Confident and Optimistic
Imagine feeling confident and optimistic when providing baby care from the very first moments with your newborn. This confidence, and peace of mind, will give you the freedom to truly enjoy your newborn baby. So, get this video book, grab a bear, and start practicing today! You’ll be glad you did.
Newborn Baby—Tips & Videos is available for iPad and for Kindle.
For you and yours,
D. Fravert, RN
The Golden Hour offers benefits for both of you.
Skin to Skin in the Golden Hour
What Is the Golden Hour?
As you may remember from the last post, the term Golden Hour is used to refer to the time immediately after your baby is born when being in close contact with you is beneficial for both of you. Holding your baby skin to skin is one of the most important parts of this practice that allows a myriad of benefits to unfold.
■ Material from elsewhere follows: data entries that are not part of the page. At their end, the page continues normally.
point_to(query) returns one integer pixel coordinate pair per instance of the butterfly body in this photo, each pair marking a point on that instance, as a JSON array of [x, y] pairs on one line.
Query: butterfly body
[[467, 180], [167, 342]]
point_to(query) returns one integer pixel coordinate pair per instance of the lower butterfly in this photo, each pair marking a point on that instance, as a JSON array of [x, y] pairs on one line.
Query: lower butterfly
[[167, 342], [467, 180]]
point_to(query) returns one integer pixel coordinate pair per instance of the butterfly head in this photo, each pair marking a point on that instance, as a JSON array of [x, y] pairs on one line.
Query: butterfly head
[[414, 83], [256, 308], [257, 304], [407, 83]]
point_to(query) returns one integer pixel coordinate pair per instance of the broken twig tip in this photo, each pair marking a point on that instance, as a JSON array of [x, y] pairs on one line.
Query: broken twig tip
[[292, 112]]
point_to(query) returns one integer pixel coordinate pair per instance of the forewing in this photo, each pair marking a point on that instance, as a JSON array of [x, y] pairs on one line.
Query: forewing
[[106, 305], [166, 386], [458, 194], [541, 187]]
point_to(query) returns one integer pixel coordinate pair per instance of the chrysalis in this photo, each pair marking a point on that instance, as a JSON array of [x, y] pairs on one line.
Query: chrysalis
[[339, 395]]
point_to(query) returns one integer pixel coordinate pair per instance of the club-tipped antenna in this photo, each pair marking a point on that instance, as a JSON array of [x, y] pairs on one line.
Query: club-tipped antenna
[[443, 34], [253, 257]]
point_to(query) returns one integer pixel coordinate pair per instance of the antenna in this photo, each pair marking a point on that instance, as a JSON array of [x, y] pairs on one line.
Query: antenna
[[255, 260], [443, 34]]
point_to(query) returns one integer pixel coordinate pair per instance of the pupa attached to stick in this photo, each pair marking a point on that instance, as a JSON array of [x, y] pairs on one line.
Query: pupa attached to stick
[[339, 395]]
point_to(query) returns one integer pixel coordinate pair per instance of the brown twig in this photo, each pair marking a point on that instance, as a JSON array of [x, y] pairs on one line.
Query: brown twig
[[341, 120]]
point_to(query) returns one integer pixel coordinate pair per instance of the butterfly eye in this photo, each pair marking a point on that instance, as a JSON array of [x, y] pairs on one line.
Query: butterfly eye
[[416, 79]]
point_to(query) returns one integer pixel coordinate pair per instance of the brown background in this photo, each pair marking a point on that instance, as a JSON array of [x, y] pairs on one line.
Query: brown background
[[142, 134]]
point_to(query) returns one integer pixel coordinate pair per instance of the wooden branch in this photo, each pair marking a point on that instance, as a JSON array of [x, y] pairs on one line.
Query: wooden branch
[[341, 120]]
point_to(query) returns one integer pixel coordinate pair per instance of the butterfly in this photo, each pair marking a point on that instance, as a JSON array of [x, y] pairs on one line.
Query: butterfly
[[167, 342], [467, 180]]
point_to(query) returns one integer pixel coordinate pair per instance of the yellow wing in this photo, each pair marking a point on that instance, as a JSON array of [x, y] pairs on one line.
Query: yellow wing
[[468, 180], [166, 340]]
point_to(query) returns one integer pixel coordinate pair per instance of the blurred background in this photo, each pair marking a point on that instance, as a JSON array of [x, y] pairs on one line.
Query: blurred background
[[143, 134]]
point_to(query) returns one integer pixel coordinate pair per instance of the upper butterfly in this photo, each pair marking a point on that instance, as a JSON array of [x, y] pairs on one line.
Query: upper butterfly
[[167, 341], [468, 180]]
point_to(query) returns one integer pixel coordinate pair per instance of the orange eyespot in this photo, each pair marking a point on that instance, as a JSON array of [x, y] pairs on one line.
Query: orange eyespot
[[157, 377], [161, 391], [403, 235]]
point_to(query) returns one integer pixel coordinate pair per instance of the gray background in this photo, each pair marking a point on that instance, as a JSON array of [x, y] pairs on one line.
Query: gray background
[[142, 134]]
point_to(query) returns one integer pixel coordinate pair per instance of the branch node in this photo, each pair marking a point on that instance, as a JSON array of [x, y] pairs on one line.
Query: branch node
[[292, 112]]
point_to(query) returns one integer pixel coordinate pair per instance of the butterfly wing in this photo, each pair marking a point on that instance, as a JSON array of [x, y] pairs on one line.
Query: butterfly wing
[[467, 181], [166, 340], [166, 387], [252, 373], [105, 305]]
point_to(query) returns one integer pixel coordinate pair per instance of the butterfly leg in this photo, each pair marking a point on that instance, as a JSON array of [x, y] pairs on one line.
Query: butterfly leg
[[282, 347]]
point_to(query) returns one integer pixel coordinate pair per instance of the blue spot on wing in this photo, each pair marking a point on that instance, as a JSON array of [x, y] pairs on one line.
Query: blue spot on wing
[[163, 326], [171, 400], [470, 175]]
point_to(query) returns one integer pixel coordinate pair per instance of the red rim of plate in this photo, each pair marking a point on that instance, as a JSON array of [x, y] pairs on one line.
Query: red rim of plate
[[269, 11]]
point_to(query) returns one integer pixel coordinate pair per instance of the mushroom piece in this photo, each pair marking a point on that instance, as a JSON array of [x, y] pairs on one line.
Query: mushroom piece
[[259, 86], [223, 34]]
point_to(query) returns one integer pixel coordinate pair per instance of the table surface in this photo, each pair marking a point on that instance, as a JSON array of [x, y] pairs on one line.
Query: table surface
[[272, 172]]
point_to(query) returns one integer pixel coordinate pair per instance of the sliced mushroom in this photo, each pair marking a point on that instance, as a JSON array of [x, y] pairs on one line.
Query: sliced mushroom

Because your newborn has a sustained period of wakefulness in a quiet-alert state, this hour or so after birth presents the perfect opportunity for bonding, imprinting on each other, and learning about each other to occur. Although other shorter periods of wakefulness will present themselves later, the high levels of oxytocin present right after birth play an important role in establishing, and maintaining, this special bond between you and your baby. Oxytocin acts to lower stress levels for both of you, setting the perfect stage for short and long-term benefits to unfold. Oxytocin generates changes in brain chemistry that increase your desire for nurturing, and creates the desire for further contact for both you and your baby. Dads who have significant contact with their newborns also experience a rise in oxytocin that creates this desire for further contact too. All of this bonding activity is beneficial for your new family, and provides long-term benefits for your baby’s overall health and development.
Skin to skin contact makes it easier for your newborn to transition from the womb to the outside world. Research has shown that your baby will be able to regulate heart rate and rhythm more easily, will breathe more regularly and easily, and will be able to maintain a warm body temperature more easily when held skin to skin. These three things are the important measurements of your newborn’s stability and vitality. Scientists first made these observations about the power of skin-to-skin contact in the early 1980s when the practice of Kangaroo Care (mothers holding their premature babies skin to skin) in Bogotá, Colombia more than doubled the survival rate for these pre-term babies. We now know skin-to-skin holding is beneficial for all newborn babies.
Skin to skin contact also encourages successful breastfeeding, but especially during this first hour after birth. Your body chemistry during this Golden Hour promotes more successful letdown and latching, allowing breastfeeding to occur more easily. The same hormones that help you push your baby out also help to release the flow of milk for your baby (letdown). The readily available milk makes feeding more interesting for your newborn. The smell of the milk, the instant gratification, and the calm-alert state work together to help your newborn “figure out” a proper latch for sustained and successful feeding. And for your benefit mom, the combination of skin contact and breastfeeding releases hormones which cause the uterus to contract and to stop bleeding, both of which are desirable outcomes after delivery.
The Golden Hour with your newborn held skin to skin offers many wonderful benefits. My hope for you is that you both get to have the intimate and amazing experience of sharing this first hour of life together.